İki kişi Apollon ile Artemis öldürdü hepsini.”

Niobe’den başlayan o gezimiz kentin geçmişine yapılan bir yolculuktu. Efsanelerinden mitolojisine, antik kentlerinden tarihi dokusuna.

Ancak bu son gezimizde bana yabancı gelmişti kent. Birçoğu kötü restorasyona maruz kalmış ibadethaneler, tarihi yapılar, mimari ve kültürel doku, diğer Anadolu kentlerinde olduğu gibi burada da maalesef adeta bir seferberlikte yürütülen yapılaşmanın gölgesinde kalmıştı.

Gezimizin ikinci gününde soluğu, Türklerin eline geçtikten sonra Sart olarak anılan Lidya Krallığı’nın başkenti Sardis’te alıyoruz. Ancak daha sonra ziyaret ettiğimiz Manisa Müzesi’nde ve Aigai antik kentinde fotoğraf çekmemiz engelleniyor. Elinde, çektiği fotoğraflar billboard olacak bir telefonla hemen her şeyin görüntüsünü alan yabancı turistler sorun teşkil etmezken bizlerin fotoğraf çekmesi engelleniyor: “Yassak!”

“Manisa, güzel şehir ancak yeterince girişimci değil ve İzmir’in gölgesinde kalmış.” Bu cümleyi kuran Ethem Battal 60 yaşında ve kendi deyimiyle Manisa’nın yerlisi.

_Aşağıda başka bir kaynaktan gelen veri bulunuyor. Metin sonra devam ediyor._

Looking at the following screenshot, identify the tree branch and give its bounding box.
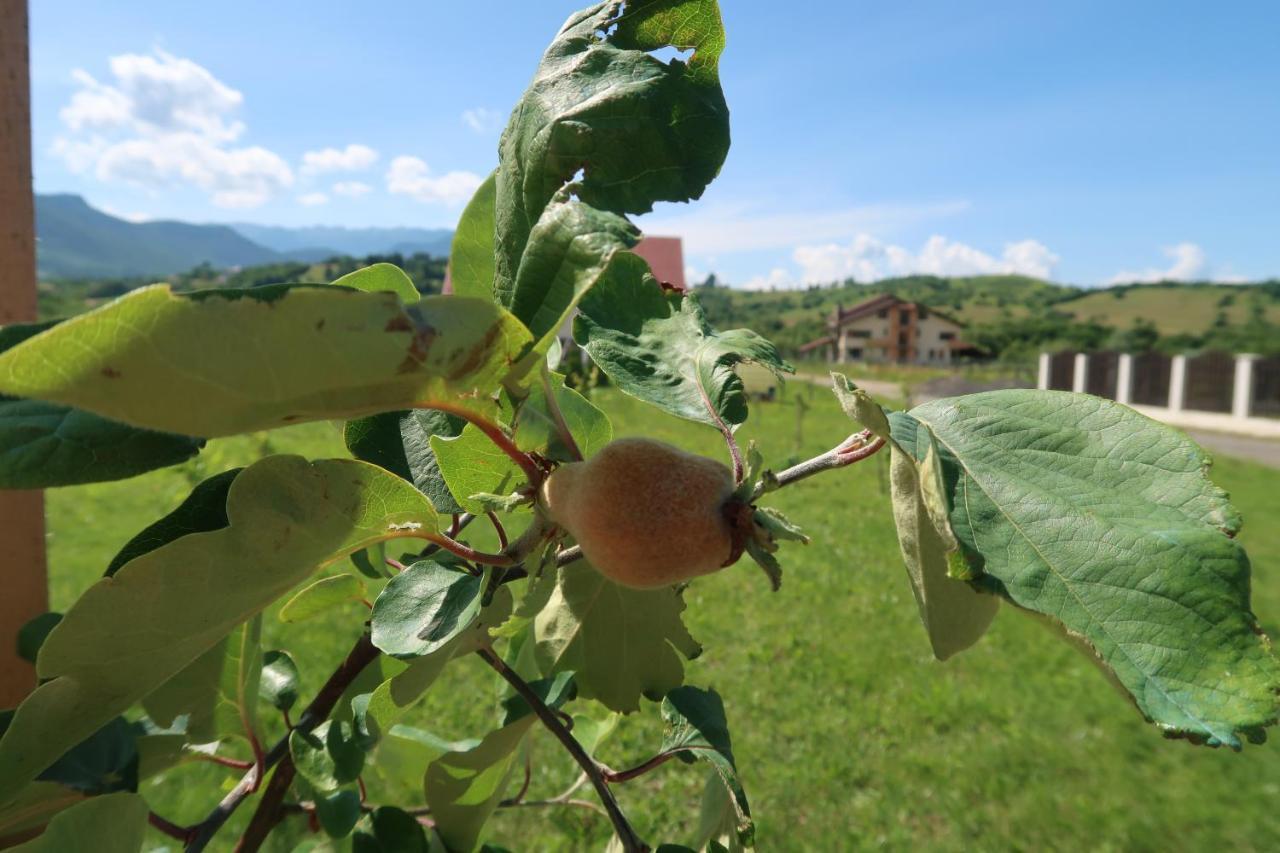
[186,631,380,853]
[751,430,884,501]
[476,648,649,853]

Battal ile Sultan Yaylası’nda tanışıyoruz. Rivayet o ki Şehzadeler kenti Manisa’ya oğlu Süleyman Çelebi’yi eğitime gönderen Yıldırım Bayezid, Spil Dağı’nda birçok yere ciğer astırır. İlk asılanlar kurda kuşa meze olur. Bunun üzerine etler, bir kafes içinde asılarak bir hafta bekletilir. Yalnızca Sultan Yaylası’nın kurulduğu yere asılan et bozulmaz, diğerleriyse çürür. Böylelikle buraya sultanlar için bir yayla kurulması emrini verir Bayezid. Diğer adı Kiraz Yaylası olan Sultan Yaylası’na yolumuzu düşürense Cumhur Vidinlioğlu olmuştu. Misafirperverliği ve içtenliği gözden kaçmayan altmışlık Cumhur Bey ve eşi Aynur Hanım bize tarımla ilgili oldukça önemli bilgiler veriyor: “Bu yıl kirazdan kâr etmedik, başa baş çıktık.” diye söze giren uzun boylu mavi gözlü adam, tarımın her geçen gün zorlaştığından, özellikle mazotun pahalılığından ve ilgisizlikten şikâyet ediyor. Eskiden sadece bir çeşit gübre kullanırken bugün onlarca çeşit ilaç ve gübre kullandıklarını belirtip devam ediyor: “Son zamanlarda birçok hastalık ve haşere ortaya çıktı. Belki de bu hastalıkların birçoğuna ilaçlar sebep oluyordur, emin değilim ama ilaçlar çoğaldıkça hastalıklar da çoğaldı.”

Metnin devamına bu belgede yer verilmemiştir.